Video 3. Laser alignment involves the precise adjustment of the optical components in a laser system to ensure that the laser beam follows a specific path with optimal focus and minimal divergence. Typically, this is achieved by adjusting the orientation of mirrors, lenses, and the laser gain medium itself, using specialized tools and often a secondary, low-power guide laser. Accurate alignment is crucial for the laser's performance, whether it's used in manufacturing, medical applications, or scientific research, as even small misalignments can lead to significant losses in efficiency and effectiveness.

Video 4. Tracking man-made nanomotors involves the use of advanced microscopy techniques, such as fluorescence or electron microscopy, to monitor their position, orientation, and movement in real-time within a fluid or biological environment.
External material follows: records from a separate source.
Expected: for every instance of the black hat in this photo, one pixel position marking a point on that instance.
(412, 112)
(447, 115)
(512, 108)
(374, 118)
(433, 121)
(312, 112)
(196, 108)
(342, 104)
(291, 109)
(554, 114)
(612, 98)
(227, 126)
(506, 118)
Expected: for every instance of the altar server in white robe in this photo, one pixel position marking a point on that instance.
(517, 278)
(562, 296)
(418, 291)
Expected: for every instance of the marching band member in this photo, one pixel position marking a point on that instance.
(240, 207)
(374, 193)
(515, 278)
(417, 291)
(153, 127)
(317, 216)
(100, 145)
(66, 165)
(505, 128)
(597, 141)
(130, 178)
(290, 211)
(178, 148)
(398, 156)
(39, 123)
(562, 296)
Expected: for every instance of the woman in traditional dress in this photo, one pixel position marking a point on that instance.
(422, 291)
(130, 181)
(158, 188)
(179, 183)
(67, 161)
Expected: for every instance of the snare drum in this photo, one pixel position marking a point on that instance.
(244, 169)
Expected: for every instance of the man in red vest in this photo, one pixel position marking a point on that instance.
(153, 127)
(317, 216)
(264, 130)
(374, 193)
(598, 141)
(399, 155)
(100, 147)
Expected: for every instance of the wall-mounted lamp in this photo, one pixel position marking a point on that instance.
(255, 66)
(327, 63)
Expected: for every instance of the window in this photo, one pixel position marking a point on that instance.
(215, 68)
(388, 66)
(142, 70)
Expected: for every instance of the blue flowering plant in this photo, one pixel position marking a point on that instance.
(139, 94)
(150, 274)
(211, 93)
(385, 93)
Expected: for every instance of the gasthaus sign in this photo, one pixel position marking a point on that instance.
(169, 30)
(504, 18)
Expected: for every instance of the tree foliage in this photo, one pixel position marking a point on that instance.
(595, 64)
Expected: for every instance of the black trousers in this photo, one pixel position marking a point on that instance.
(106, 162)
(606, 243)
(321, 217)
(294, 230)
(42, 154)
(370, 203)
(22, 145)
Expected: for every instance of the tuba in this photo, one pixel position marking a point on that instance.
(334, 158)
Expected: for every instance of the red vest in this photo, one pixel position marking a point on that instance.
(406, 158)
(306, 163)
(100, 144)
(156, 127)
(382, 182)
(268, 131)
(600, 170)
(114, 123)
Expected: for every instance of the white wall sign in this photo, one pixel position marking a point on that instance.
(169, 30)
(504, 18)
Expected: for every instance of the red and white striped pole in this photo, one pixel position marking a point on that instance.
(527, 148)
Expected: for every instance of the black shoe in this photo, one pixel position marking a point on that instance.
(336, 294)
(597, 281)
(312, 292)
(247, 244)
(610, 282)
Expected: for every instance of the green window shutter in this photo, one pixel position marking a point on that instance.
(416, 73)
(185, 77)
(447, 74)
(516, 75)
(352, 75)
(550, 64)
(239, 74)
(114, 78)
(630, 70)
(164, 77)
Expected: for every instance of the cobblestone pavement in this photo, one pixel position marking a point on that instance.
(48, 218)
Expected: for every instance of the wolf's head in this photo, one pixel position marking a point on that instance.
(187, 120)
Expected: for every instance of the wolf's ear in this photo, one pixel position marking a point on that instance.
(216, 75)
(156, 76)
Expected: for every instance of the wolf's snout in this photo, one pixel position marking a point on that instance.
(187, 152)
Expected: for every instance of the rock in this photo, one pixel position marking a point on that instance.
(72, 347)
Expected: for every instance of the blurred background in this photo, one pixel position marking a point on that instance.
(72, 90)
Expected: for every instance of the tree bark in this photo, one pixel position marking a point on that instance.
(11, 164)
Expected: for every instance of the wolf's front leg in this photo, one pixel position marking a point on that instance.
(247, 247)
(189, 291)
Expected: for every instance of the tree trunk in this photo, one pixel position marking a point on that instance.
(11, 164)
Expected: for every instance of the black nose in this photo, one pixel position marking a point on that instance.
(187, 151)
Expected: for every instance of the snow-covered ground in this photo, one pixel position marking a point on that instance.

Accurate tracking is essential for understanding their behavior and efficacy in applications like targeted drug delivery or environmental sensing.

Video 5. Ultrasound technology can be used to visualize the brain's structure and blood flow through the use of high-frequency sound waves that penetrate the skull and are then reflected back to create an image. While not as detailed as MRI or CT scans, ultrasound is a faster and less invasive method for real-time monitoring, often used in neonatal care and during surgical procedures to guide clinicians.

Results and discussion

Recent studies on cell division have unveiled a heightened understanding of the regulatory mechanisms governing mitosis and cytokinesis. Advanced imaging techniques revealed unexpected nuances in chromosome alignment and spindle formation, emphasizing the role of specific protein kinases in ensuring fidelity during division.

Conclusion and outlook

The intricacies of cell division, once thought to be well-understood, continue to surprise the scientific community. The discovery of novel regulatory proteins challenges previous paradigms, suggesting a more complex orchestration of events than previously believed.


[1] A. Klark, J. Schmidt, B. Deneke. APL, 12354, 2021

[2] V. Tobias, M. Gonzales, V. Fomin. ACS Nano, 1354, 6, 2022.

[3] B. Schwartz, G. Moor, F. Krischer. Nature 7864, 7, 2019.